Castroneves stayed on Chilton’s gearbox for 2 laps then forced a pass on the Englishman at turn 3 for the lead. The crowd went wild as they came out of turn 4 and Sato dove under Chilton for 2nd desperate to follow Hélio. Chilton slammed the door on Ed Jones making it a straight 2 horse race for the lead between Hélio and Takuma. Sato drafted all around the lap and made his move with 5 laps to go as they came across the line.

Sato floored it for the last 5 laps, at one point doing a 220mph lap late in the stint. Castroneves was all over him but unable to pass the Honda driver in his Chevrolet powered Penske. Takuma won the Indy 500 by 0.2011s, the first ever Japanese or Asian driver to win the race, at 40 years old he is also one of the oldest winners and in his personal career it’s was his first “championship” win since his F3 domination year of 2001 and only his 2nd race victory since that year.

Castroneves held onto 2nd and was very disappointed not to win but equally was praising of Sato for the victory. Ed Jones managed 3rd place as a rookie which was a great performance. Off the podium was Chilton, Kanaan, Montoya, Rossi in 7th, Andretti, Gabby Chaves, Carlos Munoz 10th, Carpenter, Rahal, Aleshin, Pagenaud 14th losing his series championship lead, Sebastian Saavedra, Hilderbrand the last man on the lead lap, Pippa Mann, Spencer Pigot and Newgarden was the last to finish.
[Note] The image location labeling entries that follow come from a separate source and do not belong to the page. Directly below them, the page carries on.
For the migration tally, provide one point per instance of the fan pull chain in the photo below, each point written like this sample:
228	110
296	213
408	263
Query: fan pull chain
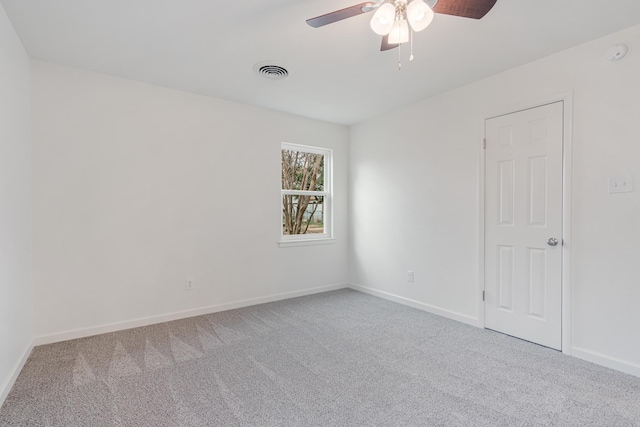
411	45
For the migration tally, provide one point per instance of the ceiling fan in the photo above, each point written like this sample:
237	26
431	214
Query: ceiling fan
396	20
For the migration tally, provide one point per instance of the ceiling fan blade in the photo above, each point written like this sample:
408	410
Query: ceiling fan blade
339	15
475	9
386	45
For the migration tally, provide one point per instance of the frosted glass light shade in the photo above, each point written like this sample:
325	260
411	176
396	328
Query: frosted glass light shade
419	15
382	20
399	32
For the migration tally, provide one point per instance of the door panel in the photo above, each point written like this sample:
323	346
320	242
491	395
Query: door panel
523	209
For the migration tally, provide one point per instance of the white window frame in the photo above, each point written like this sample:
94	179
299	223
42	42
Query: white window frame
327	236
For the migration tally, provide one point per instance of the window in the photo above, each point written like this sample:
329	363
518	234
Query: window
306	193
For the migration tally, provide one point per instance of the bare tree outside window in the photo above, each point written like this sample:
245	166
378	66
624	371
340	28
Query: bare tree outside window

Sato completely deserved the win after a masterful race, he was fast, aggressive when he needed to be keeping in touch with the danger men of the race be it Rossi, Hunter-Reay, Alonso, Chilton or Castroneves; he was completely fearless when pressured and he was always up in the top 10 keeping himself in contention. What’s more he was 14/1 so I won £2.50 from all of my bets for the race so I was delighted. I personally hope Sato can now push for the IndyCar series title but Andretti Autosport does tend to struggle against Chip Ganassi and Penske on the road courses so we’ll have to see about that.

In victory lane Sato was awarded the Borg Warner trophy, only 1cm shorter than he is; he drank the milk and was hugely thankful for Honda, Andretti and all his fans for the victory, right back at you Takuma, many congratulations.